KOTA MUNGKID(SUARABARU.ID)-Tersangka berinisial PE pekerja barista sebuah cafe, kini harus berurusan dengan polisi. Sebab diduga meminta pacarnya yang hamil untuk menggugurkan kandungannya.
“Kenapa anda tidak mau bertanggung jawab atas perbuatan yang telah kamu lakukan?,” tanya Kapolres Mochammad Sajarod Zakun saat jumpa pers hari ini, Rabu 13 April 2022.
Ternyata pertanyaan tersebut dijawab dengan tenang oleh tersangka warga sebuah desa di wilayah Kecamatan Dukun, Kabupaten Magelang itu. “Karena saya sudah punya rencana mau menikah dengan wanita lain,” akunya.
Kapolres menyebutkan, perkara itu hasil ungkap kasus kekerasan terhadap anak yang mengakibatkan meninggal dunia. Kejadiannya Sabtu 11 Desember 2021 pukul 08.00. Dilakukan oleh ABH pelajar kelas IX salah satu SMP di Kabupaten Magelang. Di mana pelajar tersebut baru berusia 15 tahun, warga Dukun, Magelang.
Informasi awal diperoleh Sat Reskrim Polres Magelang dari RSUD Muntilan, bahwa ada pasien yang diduga melakukan aborsi. Informasi itu didapat pada Sabtu 18 Desember 2021.
Setelah dilakukan pengecekan oleh polisi, ternyata benar, diduga tersangka ABH telah melakukan aborsi. Itu dikatagorikan melakukan kekerasan terhadap anak yang mengakibatkan meninggal dunia.
Ancaman hukumannya maksimal 15 tahun.
Setelah dilakukan penyelidikan lebih lanjut, kata Kapolres, berhasil didapatkan tersangka PE (22) yang memiliki hubungan dengan tersangka aborsi (ABH). Yang mana antara PE dan ABH memiliki hubungan pacar. Mereka telah melakukan hubungan layaknya suami istri sebanyak dua kali yang dilakukan di salah satu hotel di Kopeng, Salatiga dan di rumah tersangka PE. Atas kejadian itu P E dinggap melakukan pencabulan terhadap anak dengan ancaman hukuman maksimal 15 tahun.
Kasat Reskrim AKP Muhammad Alfan Armin membeberkan, kronologisnya.ABH kenal dengan PE sejak awal 2021. Sekitar April tahun lalu diduga melakukan hubungan suami istri sebanyak dua kali.

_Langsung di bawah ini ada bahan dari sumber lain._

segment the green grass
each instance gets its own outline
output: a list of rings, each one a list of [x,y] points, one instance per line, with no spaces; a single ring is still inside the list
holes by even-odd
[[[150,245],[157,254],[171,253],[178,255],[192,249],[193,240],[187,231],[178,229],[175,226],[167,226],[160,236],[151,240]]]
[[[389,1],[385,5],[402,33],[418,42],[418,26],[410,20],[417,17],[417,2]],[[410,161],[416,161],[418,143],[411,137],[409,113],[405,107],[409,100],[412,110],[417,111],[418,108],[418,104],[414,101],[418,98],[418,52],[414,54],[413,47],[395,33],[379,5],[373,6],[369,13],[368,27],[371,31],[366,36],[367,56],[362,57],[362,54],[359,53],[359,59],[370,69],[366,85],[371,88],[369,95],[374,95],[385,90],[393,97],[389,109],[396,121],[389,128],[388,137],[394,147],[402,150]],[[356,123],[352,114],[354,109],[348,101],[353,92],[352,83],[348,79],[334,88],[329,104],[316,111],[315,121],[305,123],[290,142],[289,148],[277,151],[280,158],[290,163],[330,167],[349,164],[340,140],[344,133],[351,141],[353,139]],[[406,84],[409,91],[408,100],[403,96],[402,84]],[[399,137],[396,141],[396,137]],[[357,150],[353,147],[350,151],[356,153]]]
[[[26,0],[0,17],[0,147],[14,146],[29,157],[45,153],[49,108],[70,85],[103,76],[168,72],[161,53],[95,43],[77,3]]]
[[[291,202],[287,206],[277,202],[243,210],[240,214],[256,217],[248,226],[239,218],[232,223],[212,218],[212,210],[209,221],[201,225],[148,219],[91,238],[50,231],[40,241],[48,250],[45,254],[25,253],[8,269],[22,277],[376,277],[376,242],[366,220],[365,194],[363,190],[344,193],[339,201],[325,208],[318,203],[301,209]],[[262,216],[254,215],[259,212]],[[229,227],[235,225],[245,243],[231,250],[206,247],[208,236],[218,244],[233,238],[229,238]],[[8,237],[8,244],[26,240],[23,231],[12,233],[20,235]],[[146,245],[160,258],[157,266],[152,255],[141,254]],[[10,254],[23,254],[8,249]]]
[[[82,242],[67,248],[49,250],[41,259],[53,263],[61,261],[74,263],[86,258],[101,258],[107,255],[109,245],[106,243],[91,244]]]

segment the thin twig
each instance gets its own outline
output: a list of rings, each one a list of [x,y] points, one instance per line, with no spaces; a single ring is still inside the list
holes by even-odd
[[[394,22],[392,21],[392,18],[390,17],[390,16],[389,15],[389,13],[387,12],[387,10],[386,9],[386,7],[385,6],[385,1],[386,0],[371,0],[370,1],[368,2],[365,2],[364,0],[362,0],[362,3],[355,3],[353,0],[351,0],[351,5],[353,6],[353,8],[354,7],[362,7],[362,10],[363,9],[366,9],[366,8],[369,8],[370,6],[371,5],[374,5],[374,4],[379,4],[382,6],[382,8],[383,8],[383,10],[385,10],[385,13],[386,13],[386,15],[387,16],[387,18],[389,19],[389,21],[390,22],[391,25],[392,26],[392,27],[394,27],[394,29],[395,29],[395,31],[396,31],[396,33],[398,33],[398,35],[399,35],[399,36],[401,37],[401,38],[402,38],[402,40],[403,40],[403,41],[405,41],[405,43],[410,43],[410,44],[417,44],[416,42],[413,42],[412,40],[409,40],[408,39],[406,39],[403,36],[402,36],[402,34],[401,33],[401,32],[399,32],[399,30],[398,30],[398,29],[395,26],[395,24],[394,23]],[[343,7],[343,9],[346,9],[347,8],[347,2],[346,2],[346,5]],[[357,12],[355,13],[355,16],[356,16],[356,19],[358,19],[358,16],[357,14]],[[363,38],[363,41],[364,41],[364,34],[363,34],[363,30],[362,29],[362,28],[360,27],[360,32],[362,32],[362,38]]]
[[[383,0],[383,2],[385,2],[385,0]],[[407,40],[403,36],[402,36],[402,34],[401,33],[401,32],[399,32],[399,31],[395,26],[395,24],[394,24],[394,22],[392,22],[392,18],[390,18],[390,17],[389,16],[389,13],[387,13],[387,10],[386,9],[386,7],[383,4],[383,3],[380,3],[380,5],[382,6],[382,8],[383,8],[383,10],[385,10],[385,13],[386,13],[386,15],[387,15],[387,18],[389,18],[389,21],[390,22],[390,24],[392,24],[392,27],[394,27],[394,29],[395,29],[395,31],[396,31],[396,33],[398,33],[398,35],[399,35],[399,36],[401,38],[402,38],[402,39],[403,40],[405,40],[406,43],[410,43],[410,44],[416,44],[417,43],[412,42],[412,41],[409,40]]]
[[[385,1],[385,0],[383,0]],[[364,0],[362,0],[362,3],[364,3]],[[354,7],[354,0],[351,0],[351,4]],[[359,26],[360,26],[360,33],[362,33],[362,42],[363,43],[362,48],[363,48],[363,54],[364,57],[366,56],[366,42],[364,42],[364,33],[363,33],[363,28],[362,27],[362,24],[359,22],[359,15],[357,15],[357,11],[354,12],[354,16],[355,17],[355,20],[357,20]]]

Dua bulan kemudian diketahui ABH hamil dan meminta pertanggungjawaban pada PE. Tetapi PE memberikan jamu pelancar haid kepada ABH. Tetapi tidak terjadi keguguran, malah kandungannya semakin membesar.
“Selanjutnya PE memberikan uang Rp 400 ribu untuk membeli obat aborsi. Lalu tersangka ABH pun membeli obat secara online pada 10 Desember 2021 dan meminumnya,” jelasnya.
Selebihnya pada 11 Desember 2021 pagi bayinya lahir. Namun dalam keadaan hidup. Hasil otopsi juga mengatakan bahwa bayi lahir dalam keadaan hidup.
Namun oleh ABH dibiarkan saja dan sekitar lima menit kemudian bayi sudah tidak bergerak. Lalu bayi dibungkus dengan kain, kemudian dimasukkan ke dalam kuali. Kuali tersebut diberikan kepada neneknya dengan mengatakan bahwa di kuali itu merupakan darah menstruasi yang menggumpal.”Kemudian oleh neneknya dikubur,” jelasnya.
Selebihnya dijelaskan, pada 17 Desember ABH mengeluh tidak bisa buang air dan masuk angin. Lalu oleh orang tuanya dibawa ke RSUD Muntilan. Pada 18 Desember polisi mendapat informasi dari petugas RSUD, tentang kasus tersebut.